Esiste un momento preciso in cui uno spettacolo, un libro, un evento culturale smette di essere un’opera e diventa una promessa. Quel momento è il titolo. Non la locandina, non il cast, non la recensione. Il titolo: quella manciata di parole che arriva per prima, che viene letta in pochi secondi, e sulla quale si gioca spesso l’intera partita della partecipazione.

Eppure, nella riflessione sulla comunicazione culturale, il titolo è spesso trattato come un atto creativo puro – un’estensione dell’opera, una firma stilistica, un gesto di libertà espressiva. Raramente viene considerato per quello che è anche, e soprattutto in certi contesti: uno strumento di accesso. Una porta. E le porte, si sa, possono aprire o chiudere.

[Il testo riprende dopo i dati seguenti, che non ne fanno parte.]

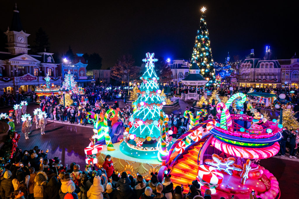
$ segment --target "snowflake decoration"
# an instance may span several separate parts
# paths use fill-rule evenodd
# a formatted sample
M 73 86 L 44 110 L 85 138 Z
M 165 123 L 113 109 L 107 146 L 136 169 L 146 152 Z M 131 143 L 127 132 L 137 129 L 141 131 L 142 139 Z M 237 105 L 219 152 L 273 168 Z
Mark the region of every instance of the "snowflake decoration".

Un caso concreto: tre titoli per la stessa commedia

spett. Izzo

In questi giorni, seguendo la programmazione teatrale del cinema-teatro Sant’Aniello di Castel Volturno, mi sono imbattuto in un fenomeno apparentemente minore, ma rivelatrice. La stessa commedia – scritta da Izzo insieme a Bruno Tabacchini, con Francesco Procopio, Roberto Giordano e Serena Caputo – circolava con tre titoli diversi a seconda della piazza: Tutto esaurito in una versione precedente, Troppo stressato per il Rende Teatro Festival in Calabria, Aspettando Michelino per la data campana.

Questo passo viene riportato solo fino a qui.